When you begin that walk down the aisle towards your fiancé the atmosphere is going to be electric. So make sure the music you choose is not going to kill the mood of your wedding day.

We suggest that you don’t choose anything too cutting edge. That doesn’t mean to say you can’t show off your taste in music but if you choose that week’s number one hit, you might regret it in years to come. Just as you might regret wearing a wedding dress that’s heavily styled for the moment. Go a little classic and you’ll never be out of style.

There are also some things you’ll need to bear in mind when making your music choices.

You need to consider just how long it’s going to take you to walk down the aisle. It usually takes about one to two minutes for most brides to walk the aisle. So choose a piece that doesn’t have a long intro or is instantly recognisable. If you’re planning a religious ceremony, some churches won’t allow you to play non-classical music or your own music. So you need to check your choices with the vicar.
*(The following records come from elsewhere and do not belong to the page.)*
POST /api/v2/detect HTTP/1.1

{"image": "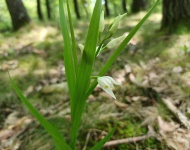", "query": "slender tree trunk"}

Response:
[105,0,110,17]
[131,0,147,13]
[122,0,127,12]
[161,0,190,31]
[37,0,44,21]
[46,0,51,20]
[6,0,30,30]
[73,0,81,19]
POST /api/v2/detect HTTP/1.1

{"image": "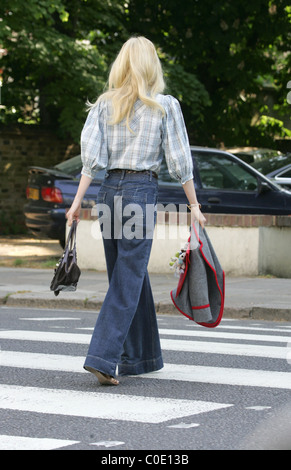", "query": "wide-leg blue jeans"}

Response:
[84,171,163,376]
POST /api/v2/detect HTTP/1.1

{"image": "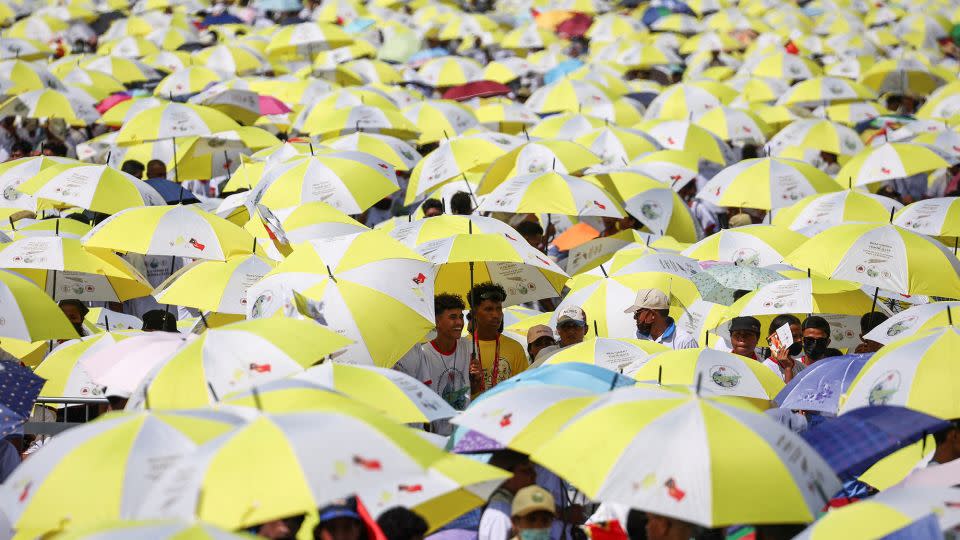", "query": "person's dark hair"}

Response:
[450,191,473,216]
[377,506,429,540]
[8,140,33,156]
[420,199,443,214]
[517,221,543,236]
[147,159,167,178]
[860,311,890,334]
[487,450,530,472]
[623,510,647,540]
[801,315,830,337]
[767,313,800,336]
[42,139,67,157]
[120,159,145,179]
[60,298,90,317]
[433,293,467,315]
[933,419,960,446]
[467,281,507,309]
[142,309,179,332]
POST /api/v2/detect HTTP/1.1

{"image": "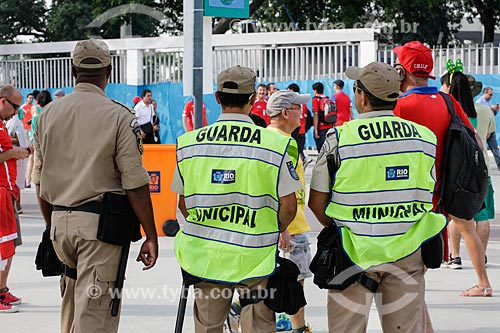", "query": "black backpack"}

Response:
[264,257,307,315]
[439,93,488,220]
[240,257,307,315]
[309,226,378,292]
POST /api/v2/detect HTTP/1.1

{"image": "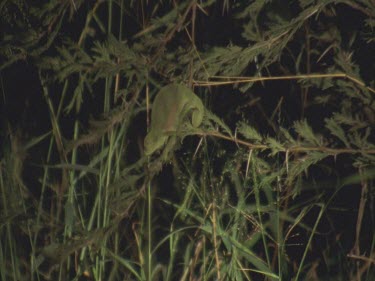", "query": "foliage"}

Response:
[0,0,375,280]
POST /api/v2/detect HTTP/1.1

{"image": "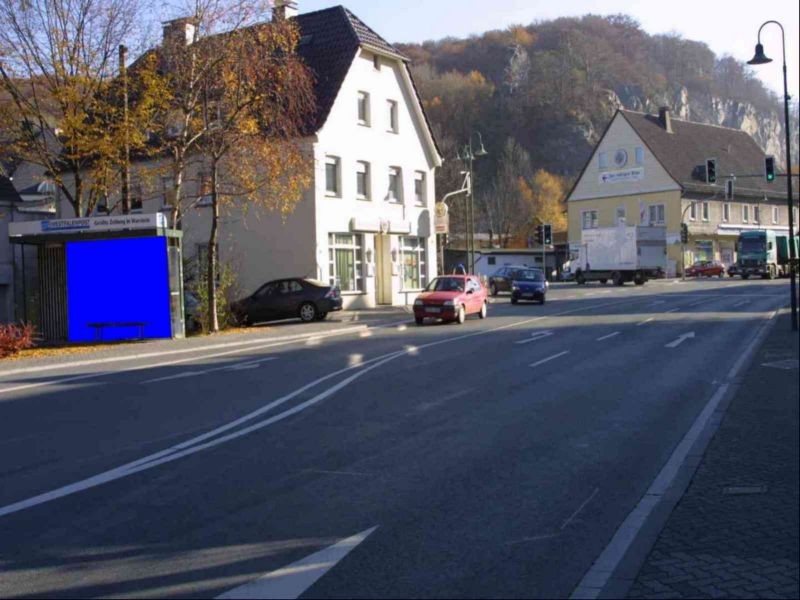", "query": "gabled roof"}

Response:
[619,110,786,198]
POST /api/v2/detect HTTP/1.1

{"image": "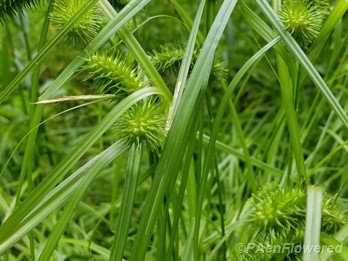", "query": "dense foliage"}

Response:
[0,0,348,261]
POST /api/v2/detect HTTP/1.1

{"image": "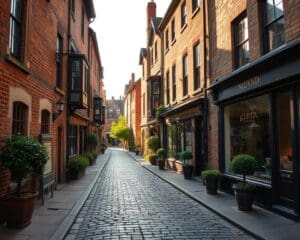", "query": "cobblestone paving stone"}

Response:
[65,150,252,240]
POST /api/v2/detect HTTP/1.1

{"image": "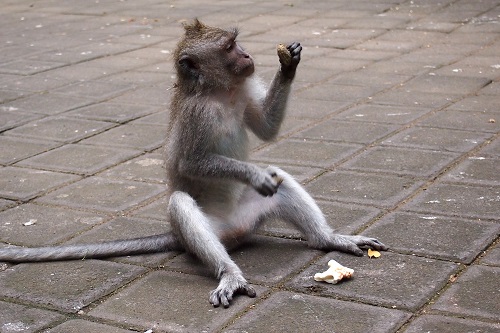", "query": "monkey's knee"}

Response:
[167,191,198,223]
Next, you should be thinking about how your music is going to be played. If it’s in a religious building, keep it classic and have it played on the organ. Alternatively, you could organise your own musicians to full the hall with romance.
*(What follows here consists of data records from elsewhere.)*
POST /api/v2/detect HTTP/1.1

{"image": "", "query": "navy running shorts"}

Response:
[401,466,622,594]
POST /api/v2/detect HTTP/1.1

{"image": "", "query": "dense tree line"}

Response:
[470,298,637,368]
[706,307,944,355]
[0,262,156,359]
Four pieces of music to play when you walk down the aisle;

The wedding processional from the Sound of Music.

Not a religious piece so you can use it in a civil ceremony. It’s majestic, grand and dramatic all at the same time. You’ll feel like a princess when you walk down the aisle to this.

Clair de Lune by Debussy.

This is a gorgeous tune to have played on the piano. It’s quiet, atmospheric and very romantic. Also not religious, so you could have it played while your guests are being seated.

For The Love of a Princess from Braveheart.

An atmospheric folk tune that’s emotional and sentimental in the right ways. Bound to bring tears to the eyes as your guests watch you start your walk.

The Bridal Chorus by Wagner.

Well this is the most traditional of traditional music to walk up the aisle to. Everybody will know you’ve arrived when this starts to play!

Now what about after you’ve said your vows? When you’ve signed the register and you’re legally man and wife and starting the first steps on your new life together?

Here you can change the tempo a little bit, and have something that’s celebratory and uplifting.

Signed, Sealed, Delivered I’m Yours by Stevie Wonder.

This says it all really. You’ve said your vows and you’re on your way. A timeless piece that’s joyful, catchy and instantly recognisable.